Even though large "professional" dairy farms continue to grow in the EU, leading to improved average milk yields, it is not expected to compensate for the overall cow shrinkage. Although Poland and Ireland had the best recent milk production increases, they were insufficient to offset declines in the other major producer member states.

Young farmers not continuing milk production due to the heavy workload and uncertain profits has been a significant factor in this trend. 

Europe's dairy farmers

Also, lack of water has negatively affected fodder production in southern France, Hungary, southern Romania, and Bulgaria.

In the Netherlands, the loss of their nitrates derogation prompted farmers to slaughter some of their dairy cow herds to comply with the environmental regulations, and a similar course of action in Ireland could have further weakened EU milk production.

With Denmark's €130 per cow tax and other climate measures coming in 2030 (including forestation of 15% of farmland), and stricter environmental protection in Germany requiring more space per animal, Ireland's derogation concession may be designed as a single ray of positivity for EU dairy farmers.
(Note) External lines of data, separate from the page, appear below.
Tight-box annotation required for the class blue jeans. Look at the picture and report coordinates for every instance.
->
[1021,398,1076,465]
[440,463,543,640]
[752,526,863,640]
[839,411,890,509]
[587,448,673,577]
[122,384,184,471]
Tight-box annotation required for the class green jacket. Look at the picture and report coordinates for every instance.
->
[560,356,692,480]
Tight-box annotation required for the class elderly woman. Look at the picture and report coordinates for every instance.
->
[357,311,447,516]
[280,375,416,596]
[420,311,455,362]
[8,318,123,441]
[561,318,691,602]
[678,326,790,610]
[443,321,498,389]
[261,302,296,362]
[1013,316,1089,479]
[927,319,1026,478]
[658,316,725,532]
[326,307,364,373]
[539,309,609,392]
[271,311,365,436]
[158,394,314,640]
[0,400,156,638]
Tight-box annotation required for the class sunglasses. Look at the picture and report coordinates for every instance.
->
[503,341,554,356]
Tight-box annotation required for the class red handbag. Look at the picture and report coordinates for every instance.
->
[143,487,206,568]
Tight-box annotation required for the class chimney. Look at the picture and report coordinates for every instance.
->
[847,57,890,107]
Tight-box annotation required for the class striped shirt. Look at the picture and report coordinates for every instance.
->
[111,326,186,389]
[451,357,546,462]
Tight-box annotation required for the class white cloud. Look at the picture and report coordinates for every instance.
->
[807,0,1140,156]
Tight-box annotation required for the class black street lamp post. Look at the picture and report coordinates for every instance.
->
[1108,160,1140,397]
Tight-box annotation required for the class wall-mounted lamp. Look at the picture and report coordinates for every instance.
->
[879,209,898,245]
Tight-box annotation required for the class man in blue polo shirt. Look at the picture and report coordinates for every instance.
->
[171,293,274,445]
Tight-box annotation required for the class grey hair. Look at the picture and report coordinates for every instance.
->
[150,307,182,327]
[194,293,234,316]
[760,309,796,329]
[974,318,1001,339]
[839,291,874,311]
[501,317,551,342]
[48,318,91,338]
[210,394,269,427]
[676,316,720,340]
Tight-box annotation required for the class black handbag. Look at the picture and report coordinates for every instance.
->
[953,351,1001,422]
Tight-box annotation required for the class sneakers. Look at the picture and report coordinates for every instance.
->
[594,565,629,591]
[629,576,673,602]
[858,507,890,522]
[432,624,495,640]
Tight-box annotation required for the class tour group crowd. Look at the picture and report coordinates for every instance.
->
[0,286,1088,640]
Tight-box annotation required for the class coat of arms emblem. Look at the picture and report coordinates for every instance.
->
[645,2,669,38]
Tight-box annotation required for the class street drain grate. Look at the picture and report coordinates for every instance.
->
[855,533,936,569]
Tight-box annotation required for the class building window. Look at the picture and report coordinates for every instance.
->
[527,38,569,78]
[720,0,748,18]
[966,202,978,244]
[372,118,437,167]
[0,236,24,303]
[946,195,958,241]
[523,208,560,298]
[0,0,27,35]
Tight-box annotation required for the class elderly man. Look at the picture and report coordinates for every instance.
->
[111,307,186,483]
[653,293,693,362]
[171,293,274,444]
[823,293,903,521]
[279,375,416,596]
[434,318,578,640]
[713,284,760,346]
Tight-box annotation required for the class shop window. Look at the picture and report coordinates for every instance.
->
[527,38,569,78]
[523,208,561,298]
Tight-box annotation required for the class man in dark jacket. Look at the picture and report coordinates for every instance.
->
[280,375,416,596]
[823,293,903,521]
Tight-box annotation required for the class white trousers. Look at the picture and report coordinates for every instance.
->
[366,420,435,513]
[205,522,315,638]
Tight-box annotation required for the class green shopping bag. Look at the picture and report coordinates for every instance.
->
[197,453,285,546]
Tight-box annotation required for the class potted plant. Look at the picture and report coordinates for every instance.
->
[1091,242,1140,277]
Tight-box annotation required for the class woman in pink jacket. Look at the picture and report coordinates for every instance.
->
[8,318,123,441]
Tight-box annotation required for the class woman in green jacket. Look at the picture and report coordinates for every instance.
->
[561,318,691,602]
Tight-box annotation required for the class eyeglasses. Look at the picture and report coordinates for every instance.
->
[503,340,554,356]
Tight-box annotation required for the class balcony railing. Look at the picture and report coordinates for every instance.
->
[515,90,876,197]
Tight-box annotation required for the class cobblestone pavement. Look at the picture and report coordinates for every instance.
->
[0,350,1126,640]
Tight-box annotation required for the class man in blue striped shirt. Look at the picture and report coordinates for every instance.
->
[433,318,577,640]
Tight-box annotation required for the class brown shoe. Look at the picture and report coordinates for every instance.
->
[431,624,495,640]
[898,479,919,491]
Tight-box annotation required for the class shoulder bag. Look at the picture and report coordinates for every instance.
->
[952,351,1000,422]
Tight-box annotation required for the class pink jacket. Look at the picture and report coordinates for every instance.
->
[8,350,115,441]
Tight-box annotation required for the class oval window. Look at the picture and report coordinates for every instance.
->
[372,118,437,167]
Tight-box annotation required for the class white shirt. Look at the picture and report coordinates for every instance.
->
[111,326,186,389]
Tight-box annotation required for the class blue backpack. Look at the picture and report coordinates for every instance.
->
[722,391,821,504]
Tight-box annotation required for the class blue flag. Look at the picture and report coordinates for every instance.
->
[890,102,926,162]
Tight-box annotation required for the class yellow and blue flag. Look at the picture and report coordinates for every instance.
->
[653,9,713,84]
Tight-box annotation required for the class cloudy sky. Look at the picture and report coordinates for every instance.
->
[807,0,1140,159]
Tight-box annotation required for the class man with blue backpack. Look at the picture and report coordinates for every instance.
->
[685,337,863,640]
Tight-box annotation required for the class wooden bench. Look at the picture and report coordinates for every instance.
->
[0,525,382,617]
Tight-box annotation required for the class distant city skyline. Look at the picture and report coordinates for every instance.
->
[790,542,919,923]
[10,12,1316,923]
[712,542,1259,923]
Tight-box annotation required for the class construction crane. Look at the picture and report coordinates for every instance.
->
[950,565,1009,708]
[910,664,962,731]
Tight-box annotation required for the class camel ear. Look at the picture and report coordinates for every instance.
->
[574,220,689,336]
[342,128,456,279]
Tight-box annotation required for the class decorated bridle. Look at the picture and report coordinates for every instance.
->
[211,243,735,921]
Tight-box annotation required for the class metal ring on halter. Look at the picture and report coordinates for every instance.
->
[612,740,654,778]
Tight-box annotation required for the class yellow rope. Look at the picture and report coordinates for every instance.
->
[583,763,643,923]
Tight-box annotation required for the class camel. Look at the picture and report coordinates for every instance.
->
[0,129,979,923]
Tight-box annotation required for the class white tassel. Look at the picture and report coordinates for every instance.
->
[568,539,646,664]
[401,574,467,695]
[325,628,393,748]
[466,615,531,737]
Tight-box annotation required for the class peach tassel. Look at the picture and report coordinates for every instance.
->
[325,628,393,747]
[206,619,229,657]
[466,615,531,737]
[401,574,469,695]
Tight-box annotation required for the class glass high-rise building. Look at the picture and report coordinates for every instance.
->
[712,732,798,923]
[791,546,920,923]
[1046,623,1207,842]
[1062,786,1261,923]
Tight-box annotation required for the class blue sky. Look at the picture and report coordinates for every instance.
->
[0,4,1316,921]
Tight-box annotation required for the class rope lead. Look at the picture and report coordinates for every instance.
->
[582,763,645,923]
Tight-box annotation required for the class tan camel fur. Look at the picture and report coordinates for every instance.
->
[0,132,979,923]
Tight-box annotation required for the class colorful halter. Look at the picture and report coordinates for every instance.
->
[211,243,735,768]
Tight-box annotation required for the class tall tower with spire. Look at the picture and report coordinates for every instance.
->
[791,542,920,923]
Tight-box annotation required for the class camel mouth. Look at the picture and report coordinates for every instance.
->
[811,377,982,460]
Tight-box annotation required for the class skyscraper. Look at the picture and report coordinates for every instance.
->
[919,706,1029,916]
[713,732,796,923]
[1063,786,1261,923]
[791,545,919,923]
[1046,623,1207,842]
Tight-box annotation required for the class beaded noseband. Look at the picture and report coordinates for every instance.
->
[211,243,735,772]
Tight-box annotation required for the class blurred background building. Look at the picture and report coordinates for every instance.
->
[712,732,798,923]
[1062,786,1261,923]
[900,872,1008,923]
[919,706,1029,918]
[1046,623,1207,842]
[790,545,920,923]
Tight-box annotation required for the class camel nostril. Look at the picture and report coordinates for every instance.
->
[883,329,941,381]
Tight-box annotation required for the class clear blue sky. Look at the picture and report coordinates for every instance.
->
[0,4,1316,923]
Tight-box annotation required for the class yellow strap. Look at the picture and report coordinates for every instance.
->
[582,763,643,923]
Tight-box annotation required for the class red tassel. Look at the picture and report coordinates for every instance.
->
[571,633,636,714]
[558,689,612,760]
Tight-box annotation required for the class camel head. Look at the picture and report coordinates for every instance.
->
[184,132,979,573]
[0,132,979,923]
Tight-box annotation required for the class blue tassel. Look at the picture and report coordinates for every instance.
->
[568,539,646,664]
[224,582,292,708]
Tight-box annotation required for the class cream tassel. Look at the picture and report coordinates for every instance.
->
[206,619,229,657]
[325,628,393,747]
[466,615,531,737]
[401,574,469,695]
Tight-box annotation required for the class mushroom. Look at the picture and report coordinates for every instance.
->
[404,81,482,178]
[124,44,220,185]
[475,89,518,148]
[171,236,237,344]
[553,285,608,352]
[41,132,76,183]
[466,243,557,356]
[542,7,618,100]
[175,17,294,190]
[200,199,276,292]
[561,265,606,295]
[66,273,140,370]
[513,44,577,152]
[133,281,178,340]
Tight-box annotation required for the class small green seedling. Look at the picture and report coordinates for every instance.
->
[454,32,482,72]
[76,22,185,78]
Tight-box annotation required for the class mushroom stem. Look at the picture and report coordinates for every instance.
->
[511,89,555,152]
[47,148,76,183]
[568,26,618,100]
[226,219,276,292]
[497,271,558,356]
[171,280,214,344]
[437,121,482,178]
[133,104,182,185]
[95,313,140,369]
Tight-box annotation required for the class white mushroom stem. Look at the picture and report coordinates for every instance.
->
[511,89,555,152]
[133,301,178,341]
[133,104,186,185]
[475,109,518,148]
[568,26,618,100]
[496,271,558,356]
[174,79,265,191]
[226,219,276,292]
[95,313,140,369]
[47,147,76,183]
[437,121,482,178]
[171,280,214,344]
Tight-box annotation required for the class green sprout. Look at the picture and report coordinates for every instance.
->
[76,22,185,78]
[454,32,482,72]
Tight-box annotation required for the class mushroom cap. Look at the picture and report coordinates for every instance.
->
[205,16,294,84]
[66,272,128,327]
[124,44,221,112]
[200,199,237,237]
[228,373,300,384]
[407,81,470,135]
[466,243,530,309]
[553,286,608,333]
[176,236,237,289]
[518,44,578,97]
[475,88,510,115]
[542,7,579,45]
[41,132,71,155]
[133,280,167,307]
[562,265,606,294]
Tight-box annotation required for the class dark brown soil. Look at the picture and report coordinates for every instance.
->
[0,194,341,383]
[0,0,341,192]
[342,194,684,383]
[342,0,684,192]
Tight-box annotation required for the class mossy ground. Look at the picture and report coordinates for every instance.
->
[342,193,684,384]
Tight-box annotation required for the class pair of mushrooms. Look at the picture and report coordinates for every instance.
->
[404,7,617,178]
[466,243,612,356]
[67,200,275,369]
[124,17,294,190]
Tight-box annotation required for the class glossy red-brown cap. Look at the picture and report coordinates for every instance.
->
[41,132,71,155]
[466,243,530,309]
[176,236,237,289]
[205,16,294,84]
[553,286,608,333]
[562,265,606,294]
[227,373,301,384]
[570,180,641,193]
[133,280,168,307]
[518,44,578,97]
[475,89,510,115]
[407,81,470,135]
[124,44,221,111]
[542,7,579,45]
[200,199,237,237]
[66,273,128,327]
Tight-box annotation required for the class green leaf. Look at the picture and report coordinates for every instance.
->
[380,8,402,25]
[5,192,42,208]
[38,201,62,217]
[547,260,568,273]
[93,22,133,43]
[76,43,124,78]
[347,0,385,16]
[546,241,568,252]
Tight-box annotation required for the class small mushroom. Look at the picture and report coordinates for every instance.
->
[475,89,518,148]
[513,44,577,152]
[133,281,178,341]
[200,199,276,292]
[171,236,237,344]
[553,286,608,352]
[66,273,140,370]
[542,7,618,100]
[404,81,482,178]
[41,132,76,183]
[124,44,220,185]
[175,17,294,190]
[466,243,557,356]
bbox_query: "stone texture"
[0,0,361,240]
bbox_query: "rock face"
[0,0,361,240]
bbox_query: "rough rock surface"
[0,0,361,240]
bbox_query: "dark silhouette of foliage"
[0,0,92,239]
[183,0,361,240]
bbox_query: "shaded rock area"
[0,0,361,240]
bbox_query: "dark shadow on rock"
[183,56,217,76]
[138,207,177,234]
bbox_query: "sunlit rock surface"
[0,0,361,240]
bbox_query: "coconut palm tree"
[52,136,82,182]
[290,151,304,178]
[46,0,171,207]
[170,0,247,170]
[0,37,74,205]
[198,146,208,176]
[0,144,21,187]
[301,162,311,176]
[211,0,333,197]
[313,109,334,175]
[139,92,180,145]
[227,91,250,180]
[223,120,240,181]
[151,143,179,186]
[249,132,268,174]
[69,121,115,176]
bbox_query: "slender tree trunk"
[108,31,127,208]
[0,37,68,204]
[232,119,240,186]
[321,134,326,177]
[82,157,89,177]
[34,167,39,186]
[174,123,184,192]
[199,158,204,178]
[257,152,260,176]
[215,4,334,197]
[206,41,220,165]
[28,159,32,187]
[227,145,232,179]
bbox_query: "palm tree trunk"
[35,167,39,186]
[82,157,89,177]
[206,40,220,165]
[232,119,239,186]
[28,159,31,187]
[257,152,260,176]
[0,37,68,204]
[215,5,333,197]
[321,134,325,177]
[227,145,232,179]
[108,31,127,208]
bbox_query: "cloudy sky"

They must have thought even nature was turning against them, in the shape of the Bluetongue virus (which has now reached the island of Ireland), epizootic hemorrhagic disease in western France, and new lumpy skin disease in Italy and France. 

All three diseases often cause a temporary drop in milk yield, fertility problems, and elevated mortality on dairy farms.

Even foot-and-mouth disease re-emerged this year, in Germany, Hungary and Slovakia. Their loss of FMD-free recognition damaged dairy trading in Hungary and Slovakia.

It all adds up to continuing EU dairy market consolidation and farm closures in 2026, to which the Danish Arla Foods and the German dairy processor DMK responded with a planned merger, and the Dutch and Belgian processors, FrieslandCampina and Milcobel, also announced a merger plan.

With the EU slow to help, some member states stepped in to halt shrinkage of their dairy sectors. In 2024, the Croatian Government launched a €592.5 million plan to 2030 to boost production of cow milk 20% and sheep/goat milk 30%.

Belatedly, perhaps the Irish nitrates situation has allowed the EU to show it too is concerned for the future of EU dairying.